Originally published on madamenoire.com
I enjoy How To Get Away With Murder. It challenges me. I have to concentrate in order to make sure I’m not left in the dark once the plot lines thicken. Not to mention, the acting is superb. Viola Davis taps into virtually every emotion as Annalise Keating and it’s a joy to watch.
There’s generally a consensus about that, evidenced by Davis’ recent Emmy win.
But last night, a few people were in their feelings.
In case you missed it, during last night’s episode, we watched Annalise and her former college classmate and boo thing, Eve, get it on like they used to do in the olden days. I watched Annalise and I believed her in the scenes with Eve. It didn’t seem forced or inauthentic. It was Annalise, doing what she always does: Using and manipulating people.
And she did it well.
But y’all know there are always people who want to talk about the so-called “gay agenda” being promoted on television, particularly in Shonda Rhimes’ show. That’s what I was seeing on Facebook. People were calling for Black people to “stand up” and stop accepting these types of roles, roles that paint Black people in some type of immoral or negative light. This person even went so far as to argue that Viola only won the Emmy because people on the voting committee knew that there were going to be lesbian love scenes for Annalise Keating in the future.
Possible, but a stretch.
More than anything, I was perturbed by this line of thinking because it seemed so contradictory to what Viola and Shonda stand for.
They’re about inclusion.
This – inclusion – is exactly what Viola’s memorable Emmy speech was all about.

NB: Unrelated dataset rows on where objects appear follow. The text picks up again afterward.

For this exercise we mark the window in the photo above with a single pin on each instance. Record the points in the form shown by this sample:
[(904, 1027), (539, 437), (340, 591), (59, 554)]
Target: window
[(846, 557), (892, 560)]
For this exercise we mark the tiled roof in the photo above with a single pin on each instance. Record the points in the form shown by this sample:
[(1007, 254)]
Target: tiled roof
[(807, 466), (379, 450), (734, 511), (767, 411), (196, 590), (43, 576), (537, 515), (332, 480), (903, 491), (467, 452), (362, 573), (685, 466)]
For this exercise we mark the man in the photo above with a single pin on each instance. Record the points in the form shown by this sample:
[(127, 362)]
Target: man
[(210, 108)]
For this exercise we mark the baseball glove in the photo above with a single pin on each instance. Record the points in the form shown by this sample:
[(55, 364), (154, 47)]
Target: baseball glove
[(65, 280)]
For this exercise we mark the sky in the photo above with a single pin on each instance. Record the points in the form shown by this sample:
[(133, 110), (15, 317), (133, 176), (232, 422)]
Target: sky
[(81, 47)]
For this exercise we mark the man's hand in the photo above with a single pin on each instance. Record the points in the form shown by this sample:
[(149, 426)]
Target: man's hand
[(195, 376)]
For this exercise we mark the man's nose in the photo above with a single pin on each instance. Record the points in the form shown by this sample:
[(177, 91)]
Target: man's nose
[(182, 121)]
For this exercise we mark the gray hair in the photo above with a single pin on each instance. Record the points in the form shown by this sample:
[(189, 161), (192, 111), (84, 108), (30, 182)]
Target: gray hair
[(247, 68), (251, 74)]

She wants Black women represented and included in Hollywood images. And we all cheered for that. But when that inclusion is extended to someone outside of our group, then we’re not here for it. Ironically, this is just how Nancy Grahn sounded on Twitter when she bashed Viola’s speech.
And that’s what’s so troubling about these comments. Whether you believe that homosexuality is a sin or not, you understand that gay men and women live and exist in this world. They certainly have unique experiences and stories that I’m sure they too would like to see reflected on the television screen.
It’s always so interesting to me that Christians will readily watch people lie, steal, cheat, kill, rape, and torture someone without flinching. But two same sex people kissing or having sex or hell, just being in love, is entirely too much to bear.
The show is literally called “How To Get Away With Murder” and people tune in expecting it to be the new TBN.
It pains and saddens me to hear Black people call for inclusion and representation and then scoff and lob shame on so and so when that same basic decency is offered to someone else. We sound like hypocrites.